玉萱公主也倒吸一口冷气,“你怎么有这种东西?”
萧景深面无表情地检查竹条,并未回答。
这根竹条,已经被他藏了将近十年,是玉萱公主出现在瑞阳宫之前,太监们用来折磨虐待他的。
竹条很宽,又很薄,使用起来像一条软鞭,既不会在人身上留下痕迹,又会疼痛。
太监心情不好,就用这种竹条打他出气。
那时他被自己国家抛弃、孤苦无依,加之年纪小,别说反抗,连叫都不敢叫一声,最后,只能趁太监打累了,把他的竹条偷偷藏起来。
谁知道,第二天太监发现竹条不见,又去寻了一条……
这条,就是当年藏起来的。
他拿着竹条,回忆从前的过去,表情淡淡——恨吗?不,当一个人绝望到极限,便连恨都感受不到了。
包括现在。
依旧行尸走肉,对未来没有希望。
玉萱公主凑了过去,又问了一次,“你怎么有这个东西?你打算用这个东西打我?”
“嗯。

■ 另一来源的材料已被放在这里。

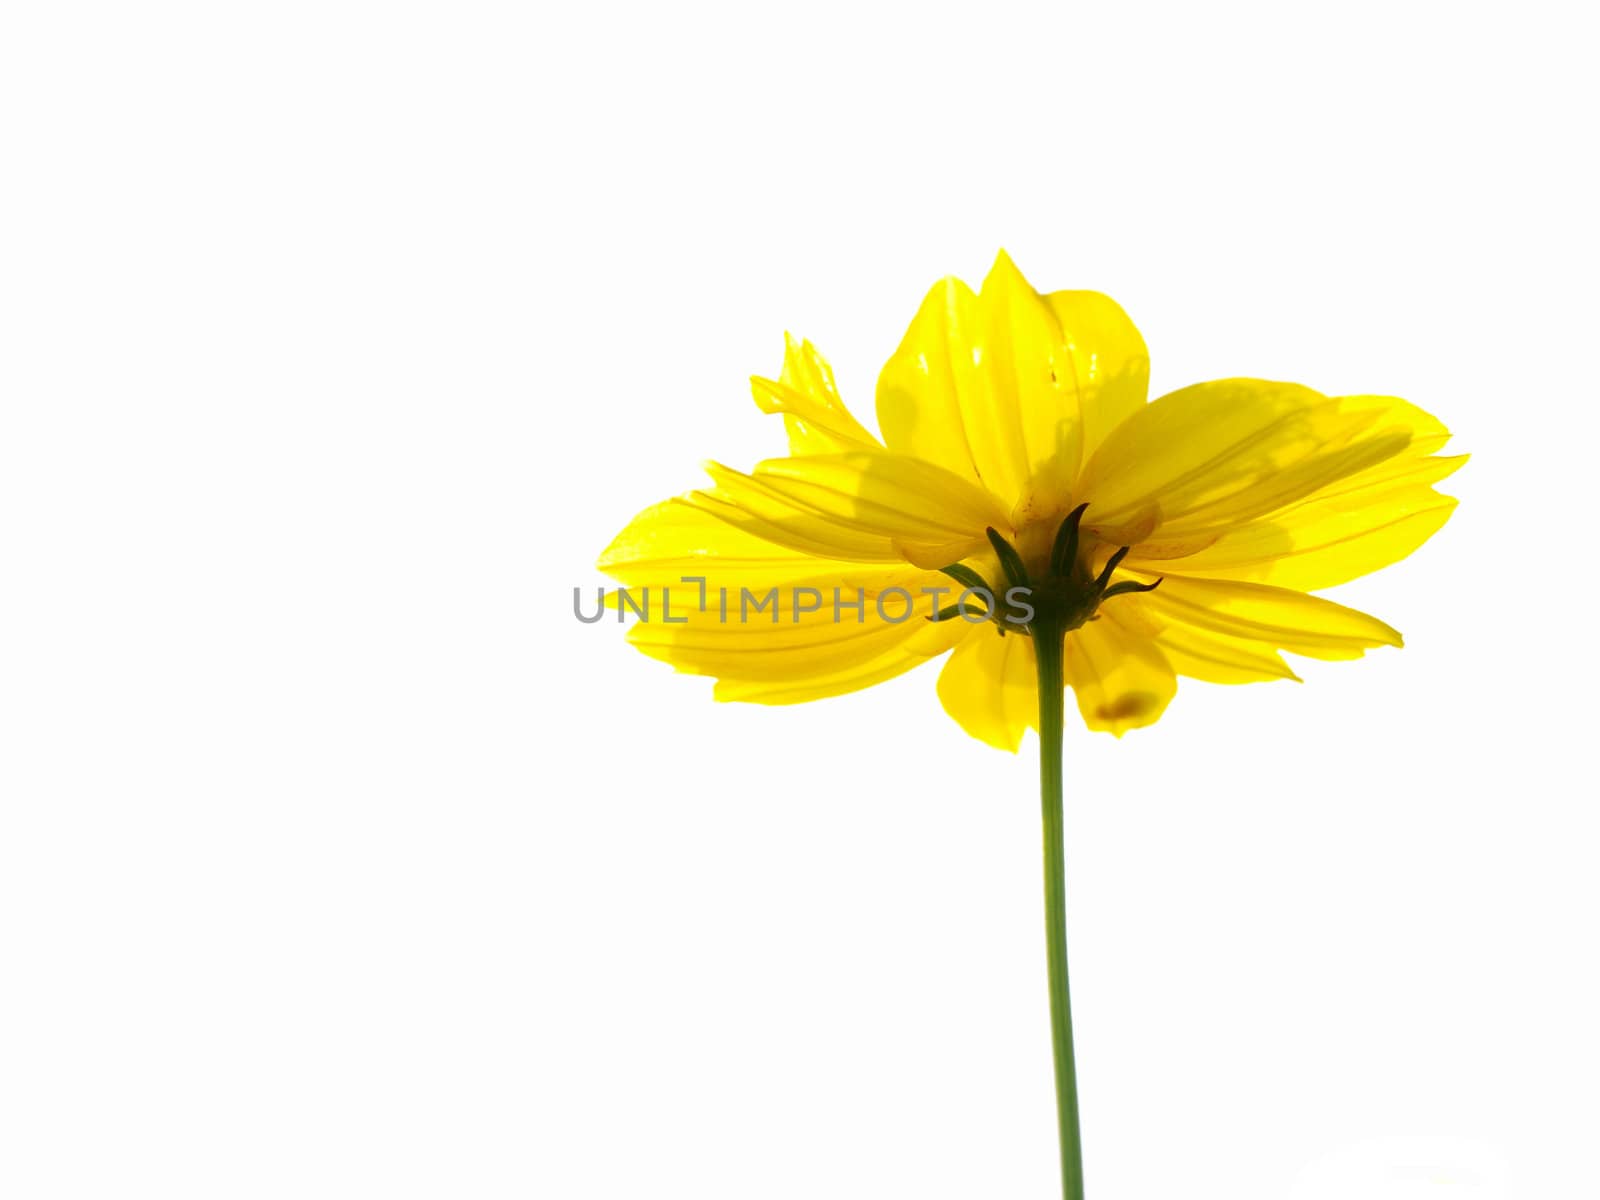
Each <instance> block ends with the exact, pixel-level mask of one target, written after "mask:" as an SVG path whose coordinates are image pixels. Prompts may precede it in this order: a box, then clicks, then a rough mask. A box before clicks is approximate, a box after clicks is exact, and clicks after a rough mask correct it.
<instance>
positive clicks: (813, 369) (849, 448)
mask: <svg viewBox="0 0 1600 1200" xmlns="http://www.w3.org/2000/svg"><path fill="white" fill-rule="evenodd" d="M750 390H752V392H754V395H755V405H757V406H758V408H760V410H762V411H763V413H782V416H784V426H786V427H787V430H789V453H790V454H834V453H838V451H845V450H867V448H872V450H875V448H878V440H877V438H875V437H872V434H869V432H867V430H866V429H862V426H861V422H859V421H856V418H854V416H851V414H850V410H848V408H846V406H845V402H843V400H840V397H838V387H837V386H835V384H834V371H832V368H830V366H829V365H827V362H826V360H824V358H822V355H821V354H818V352H816V347H814V346H811V342H797V341H795V339H794V338H792V336H787V334H786V338H784V370H782V374H779V378H778V379H763V378H760V376H755V378H752V379H750Z"/></svg>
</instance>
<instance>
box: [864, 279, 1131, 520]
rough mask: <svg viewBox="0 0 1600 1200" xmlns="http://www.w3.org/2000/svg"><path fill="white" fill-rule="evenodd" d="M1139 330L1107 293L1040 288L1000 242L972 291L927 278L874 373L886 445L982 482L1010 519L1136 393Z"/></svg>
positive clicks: (1052, 500)
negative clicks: (1000, 248) (893, 351)
mask: <svg viewBox="0 0 1600 1200" xmlns="http://www.w3.org/2000/svg"><path fill="white" fill-rule="evenodd" d="M1147 381H1149V357H1147V354H1146V349H1144V339H1142V338H1139V333H1138V330H1136V328H1134V326H1133V323H1131V322H1130V320H1128V317H1126V314H1123V310H1122V309H1120V307H1118V306H1117V304H1115V302H1114V301H1110V299H1109V298H1106V296H1099V294H1098V293H1090V291H1062V293H1054V294H1051V296H1040V294H1038V293H1037V291H1034V288H1032V286H1030V285H1029V282H1027V280H1026V278H1024V277H1022V274H1021V272H1019V270H1018V269H1016V264H1013V262H1011V259H1010V256H1006V254H1005V253H1003V251H1002V253H1000V256H998V258H997V259H995V264H994V269H992V270H990V272H989V277H987V278H986V280H984V286H982V291H981V293H979V294H976V296H974V294H973V291H971V290H970V288H968V286H966V285H965V283H962V282H958V280H944V282H941V283H939V285H936V286H934V288H933V290H931V291H930V293H928V296H926V299H925V301H923V304H922V309H920V310H918V312H917V317H915V320H914V322H912V326H910V330H909V331H907V333H906V338H904V341H902V342H901V347H899V350H898V352H896V354H894V357H893V358H891V360H890V362H888V365H886V366H885V368H883V373H882V376H880V378H878V426H880V427H882V429H883V440H885V445H888V446H890V448H891V450H896V451H901V453H906V454H915V456H918V458H925V459H928V461H931V462H939V464H941V466H944V467H946V469H949V470H952V472H955V474H958V475H962V477H965V478H968V480H971V482H978V483H982V485H984V486H986V488H987V490H989V491H992V493H994V494H995V496H998V498H1002V499H1003V501H1005V502H1006V504H1008V506H1010V507H1011V509H1013V512H1014V514H1018V518H1026V517H1027V514H1030V512H1035V510H1037V512H1038V514H1043V512H1048V510H1051V509H1053V507H1056V506H1059V504H1061V502H1062V501H1064V499H1066V498H1067V496H1069V494H1070V491H1072V483H1074V480H1075V477H1077V474H1078V467H1080V464H1082V458H1083V454H1085V450H1086V448H1088V450H1093V446H1096V445H1098V443H1099V442H1101V440H1102V438H1104V437H1106V435H1107V432H1109V430H1110V429H1112V427H1115V426H1117V424H1118V422H1120V421H1122V419H1123V418H1126V416H1130V414H1131V413H1133V411H1134V410H1138V408H1139V406H1141V405H1142V403H1144V398H1146V386H1147Z"/></svg>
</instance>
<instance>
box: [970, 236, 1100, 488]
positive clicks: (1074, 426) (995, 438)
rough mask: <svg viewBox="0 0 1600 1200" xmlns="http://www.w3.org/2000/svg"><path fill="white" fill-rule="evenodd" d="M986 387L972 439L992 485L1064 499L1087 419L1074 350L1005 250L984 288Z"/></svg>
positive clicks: (984, 375)
mask: <svg viewBox="0 0 1600 1200" xmlns="http://www.w3.org/2000/svg"><path fill="white" fill-rule="evenodd" d="M978 328H979V334H981V341H979V346H978V354H979V366H981V371H979V387H978V397H976V403H974V405H971V406H970V410H968V421H966V438H968V443H970V445H971V446H973V458H974V459H976V461H978V464H979V472H981V474H982V475H984V478H986V480H989V482H990V490H992V491H995V493H997V494H1000V496H1005V498H1008V499H1010V501H1011V502H1013V504H1019V502H1024V501H1026V499H1027V498H1030V496H1032V491H1034V490H1032V488H1030V485H1032V483H1034V480H1035V478H1040V480H1042V483H1043V485H1045V486H1043V491H1045V493H1046V494H1043V496H1040V498H1038V501H1037V502H1038V504H1040V507H1051V506H1059V504H1061V502H1062V501H1066V498H1067V494H1069V493H1070V488H1072V482H1074V480H1075V478H1077V475H1078V466H1080V451H1082V438H1083V421H1082V416H1080V413H1078V395H1077V381H1075V378H1074V373H1072V355H1070V352H1069V350H1067V346H1066V339H1064V336H1062V333H1061V323H1059V322H1058V320H1056V314H1054V310H1053V309H1051V307H1050V306H1048V304H1046V302H1045V299H1043V298H1042V296H1040V294H1038V293H1037V291H1034V288H1032V286H1030V285H1029V282H1027V280H1026V278H1022V272H1021V270H1018V269H1016V264H1014V262H1011V258H1010V256H1008V254H1006V253H1005V251H1003V250H1002V251H1000V254H998V258H997V259H995V264H994V267H992V269H990V270H989V275H987V278H984V286H982V291H979V294H978Z"/></svg>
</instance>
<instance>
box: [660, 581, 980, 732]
mask: <svg viewBox="0 0 1600 1200" xmlns="http://www.w3.org/2000/svg"><path fill="white" fill-rule="evenodd" d="M720 578H723V579H728V576H725V574H723V576H720ZM949 586H950V584H949V581H947V579H942V578H941V576H938V574H933V573H922V571H912V570H909V568H899V570H891V571H883V573H880V576H878V578H877V579H869V581H867V584H866V587H864V589H862V590H859V592H858V590H856V589H854V587H840V586H838V584H837V582H835V581H834V579H832V578H827V576H805V578H794V579H787V581H784V582H781V584H765V581H763V584H762V586H754V587H752V586H741V587H736V586H733V584H731V582H730V584H726V590H718V589H710V590H707V594H706V597H704V600H706V605H704V608H701V606H699V600H701V595H699V589H696V587H674V589H669V590H667V592H666V594H667V597H669V603H670V611H672V614H674V618H675V619H674V621H672V622H667V621H662V619H661V610H659V605H661V598H659V594H658V597H656V605H658V614H656V619H650V621H640V622H637V624H634V626H632V629H629V642H632V643H634V645H635V646H637V648H638V650H640V651H643V653H645V654H650V656H651V658H659V659H662V661H666V662H670V664H672V666H674V667H677V669H678V670H682V672H686V674H694V675H715V677H718V678H720V680H725V682H728V683H736V685H739V686H738V688H733V690H731V691H730V690H723V691H722V693H718V694H720V696H722V698H723V699H728V698H738V699H754V698H765V693H766V691H768V686H766V685H771V688H770V691H771V693H773V694H776V693H794V690H795V688H802V690H808V691H814V690H816V688H818V686H822V685H830V683H837V682H838V680H840V678H843V677H853V675H856V674H858V672H859V670H861V669H864V667H870V669H874V670H877V669H885V667H888V666H890V664H891V662H899V664H901V667H899V669H902V670H907V669H910V667H912V666H915V661H914V659H922V658H926V656H930V654H934V653H942V651H944V650H947V648H949V646H950V645H954V640H955V638H957V637H958V634H960V630H952V629H946V627H944V626H946V624H952V622H939V624H938V626H934V624H931V622H930V621H928V619H926V618H928V616H930V614H931V613H933V611H936V602H934V600H933V597H931V595H930V594H928V592H923V590H922V589H923V587H936V589H942V590H944V595H946V598H949ZM835 587H838V589H840V595H837V597H835V594H834V589H835ZM858 600H859V602H862V603H861V605H859V606H858V605H856V602H858ZM954 624H965V622H960V621H958V622H954ZM891 674H898V672H891ZM859 686H864V685H859ZM845 690H850V688H845ZM816 694H837V691H826V693H816ZM766 702H795V698H794V696H790V698H789V699H784V701H771V699H768V701H766Z"/></svg>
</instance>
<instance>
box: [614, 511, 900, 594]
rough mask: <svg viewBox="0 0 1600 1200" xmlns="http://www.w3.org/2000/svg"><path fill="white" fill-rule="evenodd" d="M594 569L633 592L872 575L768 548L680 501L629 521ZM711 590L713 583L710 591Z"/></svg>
mask: <svg viewBox="0 0 1600 1200" xmlns="http://www.w3.org/2000/svg"><path fill="white" fill-rule="evenodd" d="M597 565H598V568H600V570H602V571H605V573H606V574H610V576H611V578H613V579H619V581H621V582H624V584H629V586H634V587H646V586H662V584H678V582H680V581H682V579H683V576H707V574H714V576H722V578H725V579H726V581H728V582H734V584H749V586H752V587H754V586H757V584H762V582H768V584H770V582H779V581H782V579H794V578H797V576H800V574H824V573H829V571H832V573H835V574H838V578H840V579H845V581H854V578H856V576H851V574H850V573H861V571H872V570H878V568H864V566H861V565H859V563H854V562H840V560H829V558H818V557H814V555H810V554H803V552H800V550H795V549H790V547H787V546H774V544H773V542H770V541H765V539H763V538H757V536H755V534H752V533H749V531H747V530H741V528H736V526H734V525H730V523H728V522H726V520H722V518H720V517H717V515H714V514H710V512H706V510H702V509H698V507H696V506H693V504H690V502H686V501H683V499H669V501H662V502H661V504H653V506H651V507H648V509H645V510H643V512H640V514H638V515H637V517H634V520H630V522H629V523H627V526H626V528H624V530H622V531H621V533H619V534H618V536H616V538H613V539H611V544H610V546H608V547H606V549H605V552H603V554H602V555H600V560H598V563H597ZM717 586H718V582H717V581H715V579H714V581H712V582H710V587H712V589H715V587H717Z"/></svg>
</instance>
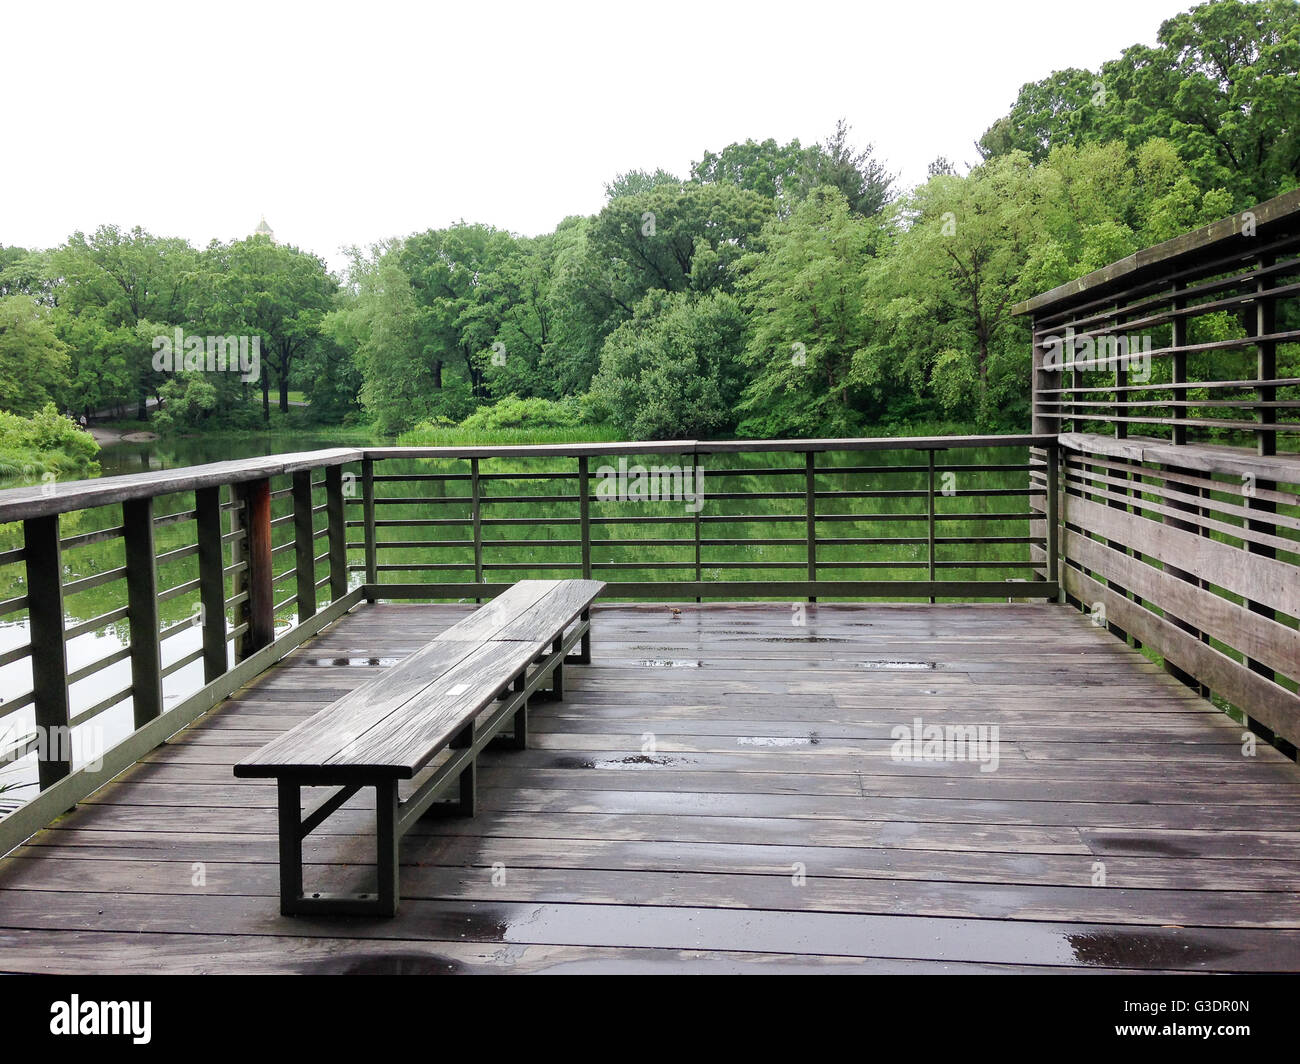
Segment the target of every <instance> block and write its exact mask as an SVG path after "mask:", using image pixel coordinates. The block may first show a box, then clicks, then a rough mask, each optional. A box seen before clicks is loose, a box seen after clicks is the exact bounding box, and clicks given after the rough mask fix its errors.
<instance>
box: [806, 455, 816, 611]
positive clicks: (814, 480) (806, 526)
mask: <svg viewBox="0 0 1300 1064" xmlns="http://www.w3.org/2000/svg"><path fill="white" fill-rule="evenodd" d="M803 459H805V460H803V520H805V524H806V533H807V561H809V581H810V583H814V584H815V583H816V454H815V453H814V451H805V453H803ZM809 602H816V596H815V594H810V596H809Z"/></svg>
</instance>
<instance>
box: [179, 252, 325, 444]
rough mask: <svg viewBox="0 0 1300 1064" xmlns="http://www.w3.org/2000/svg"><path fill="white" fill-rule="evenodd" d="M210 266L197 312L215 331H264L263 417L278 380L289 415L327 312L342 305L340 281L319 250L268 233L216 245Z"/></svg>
mask: <svg viewBox="0 0 1300 1064" xmlns="http://www.w3.org/2000/svg"><path fill="white" fill-rule="evenodd" d="M204 265H205V285H204V291H203V295H201V297H200V299H199V300H198V303H196V306H195V317H196V319H198V320H199V321H200V323H201V326H203V328H204V329H205V330H208V332H213V333H220V334H225V336H242V334H247V336H252V334H256V336H259V337H260V338H261V367H260V381H261V407H263V419H264V420H265V421H269V420H270V385H272V379H274V382H276V384H277V385H278V389H279V411H281V412H282V414H287V412H289V389H290V381H291V377H292V372H294V367H295V364H296V362H298V360H299V359H302V358H304V356H307V354H308V352H309V351H311V350H312V347H313V345H316V343H318V342H320V338H321V328H320V326H321V317H322V316H324V315H325V313H326V312H329V311H330V310H331V308H333V306H334V294H335V293H337V291H338V282H337V281H335V280H334V277H333V276H331V274H330V273H329V271H328V269H326V268H325V263H322V261H321V260H320V259H318V258H316V256H315V255H311V254H308V252H305V251H300V250H298V248H296V247H290V246H285V245H277V243H273V242H272V241H270V238H268V237H265V235H252V237H248V238H246V239H242V241H234V242H231V243H229V245H214V246H212V247H209V248H208V251H207V252H205V255H204ZM229 376H230V377H231V379H234V377H235V376H237V375H234V373H231V375H229ZM227 384H230V381H227Z"/></svg>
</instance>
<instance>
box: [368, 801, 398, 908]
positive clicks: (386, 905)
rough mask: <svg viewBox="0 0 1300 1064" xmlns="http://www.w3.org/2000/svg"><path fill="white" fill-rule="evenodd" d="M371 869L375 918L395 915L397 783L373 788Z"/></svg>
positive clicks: (396, 844) (395, 896)
mask: <svg viewBox="0 0 1300 1064" xmlns="http://www.w3.org/2000/svg"><path fill="white" fill-rule="evenodd" d="M374 855H376V856H374V865H376V873H377V875H378V907H377V911H378V914H380V916H396V914H398V782H396V780H395V779H386V780H383V782H382V783H376V784H374Z"/></svg>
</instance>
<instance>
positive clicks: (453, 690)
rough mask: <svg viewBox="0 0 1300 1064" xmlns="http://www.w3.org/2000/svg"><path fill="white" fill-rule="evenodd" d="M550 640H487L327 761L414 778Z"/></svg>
mask: <svg viewBox="0 0 1300 1064" xmlns="http://www.w3.org/2000/svg"><path fill="white" fill-rule="evenodd" d="M546 645H547V644H546V643H539V641H538V643H523V641H519V643H485V644H484V645H481V646H480V648H477V649H476V650H474V653H472V654H471V656H469V657H467V658H465V659H464V661H461V662H458V663H456V666H455V667H452V669H451V670H448V671H447V672H443V674H442V675H441V676H439V678H438V682H437V684H434V687H433V689H430V691H428V692H425V693H422V695H421V696H420V697H419V698H415V700H412V701H409V702H407V704H406V705H404V706H402V708H400V709H398V710H396V712H395V713H391V714H389V715H387V717H385V718H383V722H382V726H381V727H370V728H368V730H367V731H365V732H363V734H361V735H359V736H357V738H356V739H354V740H352V741H351V743H348V744H347V745H346V747H342V748H341V749H339V751H338V752H337V753H335V754H334V756H331V757H330V758H329V760H328V762H326V765H328V767H329V769H334V767H343V766H347V767H364V769H365V770H367V771H383V773H390V774H391V775H394V777H396V778H399V779H409V778H412V777H413V775H415V774H416V773H419V771H420V770H421V769H422V767H425V765H428V764H429V762H430V761H432V760H433V757H434V756H435V753H437V752H438V751H439V749H442V748H443V747H446V745H447V744H448V741H450V740H451V738H452V736H454V735H455V734H456V732H458V731H460V730H461V728H463V727H464V726H465V723H467V721H468V719H471V718H472V717H474V715H477V714H478V713H481V712H482V710H484V709H486V708H487V706H489V705H490V704H491V702H493V701H494V700H495V697H497V695H498V693H499V692H502V691H504V689H506V688H507V687H508V684H510V678H511V676H512V675H515V674H517V672H521V671H523V670H524V669H525V667H528V665H529V662H532V661H533V658H534V657H537V654H538V653H541V652H542V650H545V649H546Z"/></svg>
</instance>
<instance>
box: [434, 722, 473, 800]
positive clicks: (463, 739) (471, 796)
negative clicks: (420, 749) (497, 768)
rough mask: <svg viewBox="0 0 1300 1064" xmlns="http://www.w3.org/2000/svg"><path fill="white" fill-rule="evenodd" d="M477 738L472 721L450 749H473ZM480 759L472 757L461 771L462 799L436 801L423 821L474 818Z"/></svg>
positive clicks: (459, 777)
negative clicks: (477, 764) (455, 799)
mask: <svg viewBox="0 0 1300 1064" xmlns="http://www.w3.org/2000/svg"><path fill="white" fill-rule="evenodd" d="M474 738H476V727H474V722H473V721H471V722H469V723H468V725H465V726H464V727H463V728H461V730H460V731H459V732H456V735H455V738H454V739H452V740H451V743H450V747H451V749H454V751H458V749H464V748H465V747H472V745H473V741H474ZM477 764H478V758H476V757H471V758H469V760H468V761H467V762H465V766H464V767H463V769H461V770H460V777H459V791H460V799H459V800H458V801H435V803H434V804H433V805H430V806H429V808H428V809H426V810H425V812H424V813H421V814H420V816H421V819H422V818H424V817H429V818H432V819H433V818H438V817H472V816H473V814H474V806H476V804H477V786H476V784H477V779H478V775H477V773H478V770H477Z"/></svg>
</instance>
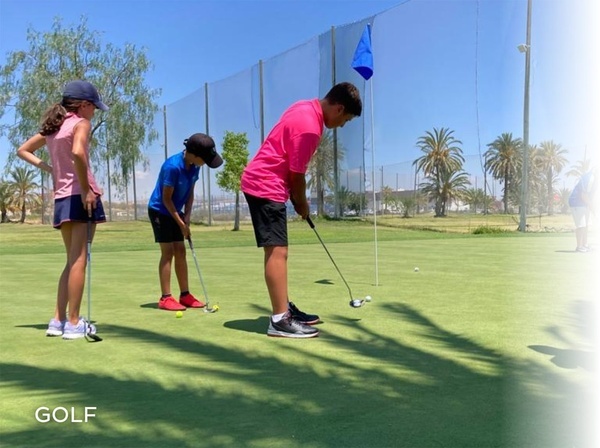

”萧景深依旧未回答她第一个问题。
玉萱公主兴奋地冲回桌上,对下人们喊道,“本宫的书呢?本宫的纸笔呢?快拿来,谁耽误本宫读书,本宫和谁没完。”
下人们不敢怠慢,急忙上前服侍公主读书。
很快,书本摆放完毕。
萧景深也拿着竹条来到桌子旁边,“请公主开始吧。”
“好!”玉萱公主兴奋极了,准备开始背书前,还不忘叮嘱,“如果一会我睡着,你打我就是,不用心软!”
萧景深,“公主殿下放心,罪人不会心软。”
“啊,这……”玉萱公主愣住,嘟囔,“不是,我说不让你心软,你还真不心软啊?我们好歹也认识了五年……算了!”
她想明天去看明妆,所以今天必须要背下来一篇。
想到这,玉萱公主便开始背了起来。
萧景深未坐,拿着竹条站在公主身侧,背对着锦绣宫的下人,无人能看见他的表情。